For the study, published in the Clinical Journal of the American Society of Nephrology, nearly 200,000 subjects reported the type and amount of beverages they drank over eight years and whether or not they developed kidney stones. Participants who drank beverages sweetened with fructose—like soda and punch—were 18 to 33 percent more likely to develop stones, depending on the beverage. Wine, meanwhile, yielded a 31 to 33 percent lower likelihood. Other low-risk drinks included beer, coffee, tea and orange juice.
“It has to do with oxalates,” explained Dr. Gary Curhan of Brigham and Women’s Hospital in Boston and one of the study’s authors, referring to a family of chemical compounds. “There are lots of different factors that influence the risk of stone formation, and the most common type of stone is calcium oxalate, so it may be that fructose increases the amount of oxalate that comes out in the urine.”
The preventative powers of wine are not yet fully understood. “It might be speculated that an increased urine output”—due to wine’s diuretic effects—“might play a role,” said co-author Dr.
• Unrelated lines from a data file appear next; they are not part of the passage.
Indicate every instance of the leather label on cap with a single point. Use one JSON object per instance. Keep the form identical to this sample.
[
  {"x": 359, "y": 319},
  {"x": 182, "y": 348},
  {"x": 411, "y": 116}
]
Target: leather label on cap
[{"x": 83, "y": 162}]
Pietro Manuel Ferraro. Curhan added the possibility that alcohol “interferes with the kidney’s ability to concentrate the urine, and the more dilute the urine is, the less likely it is that a crystal will form.” Ferraro said that participants who drank at least one serving of wine every day showed a significantly lower risk of stone formation than occasional imbibers.
Recent research in southwest England found that most mothers in the region drank alcohol while pregnant. In fact, of the 6,915 mothers who participated in the Avon Longitudinal Study of Parents and Children by a team at the University of Bristol, more than 95 percent classify themselves as regular consumers of alcohol. But the researchers also found that most of the women drank in moderation and there was no evidence alcohol consumption during pregnancy adversely impacted the children's physical development.
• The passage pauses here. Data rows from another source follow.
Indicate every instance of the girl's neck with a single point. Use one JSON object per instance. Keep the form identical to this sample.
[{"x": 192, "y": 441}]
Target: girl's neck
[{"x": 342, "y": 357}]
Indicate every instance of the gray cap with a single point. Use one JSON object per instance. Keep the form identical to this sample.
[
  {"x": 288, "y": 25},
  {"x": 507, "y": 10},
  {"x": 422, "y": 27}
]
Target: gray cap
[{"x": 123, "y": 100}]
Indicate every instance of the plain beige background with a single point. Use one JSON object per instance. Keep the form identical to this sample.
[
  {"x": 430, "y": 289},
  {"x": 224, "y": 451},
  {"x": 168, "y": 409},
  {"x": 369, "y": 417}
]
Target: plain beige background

According to the study, published in the British Medical Journal, the women drank an average of three to seven servings of alcoholic beverages per week. Their children, now averaging 10 years in age, performed well on a variety of balancing acts, such as walking on a beam or standing on one leg. However, the study notes that most of the mothers are affluent and other factors may have aided child development.
When a team of epidemiological researchers in Germany published a study a year ago that linked alcohol consumption to cancer, Wine Spectator asked if the anti-cancer properties of polyphenols in wine may serve as a counterbalance to alcohol's risk. The question spurred discussion among the team, based at the University of Dresden. "We have followed up on the question and our research was recently published" in the International Journal of Cancer, said Dirk Lachenmeier, chemist and lead author.
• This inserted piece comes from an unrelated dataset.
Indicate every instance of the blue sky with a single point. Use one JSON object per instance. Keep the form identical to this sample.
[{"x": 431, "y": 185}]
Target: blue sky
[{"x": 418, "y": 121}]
For the new study, the researchers focused on the polyphenol resveratrol and analyzed whether the doses found in wine could negate carcinogenic properties of alcohol. "The outcome, in short, is that you would need to drink 100 glasses of wine per day to reach effective dosages of resveratrol," said Lachenmeier. "Therefore, the conclusions of our original study are not confounded by the potential anti-carcinogenic properties of resveratrol."
The study does mention that there is surprisingly little research on the topic. And Lachenmeier and his team did not examine whether the multiple polyphenols in red wine and their combined anti-cancer properties offer health benefits.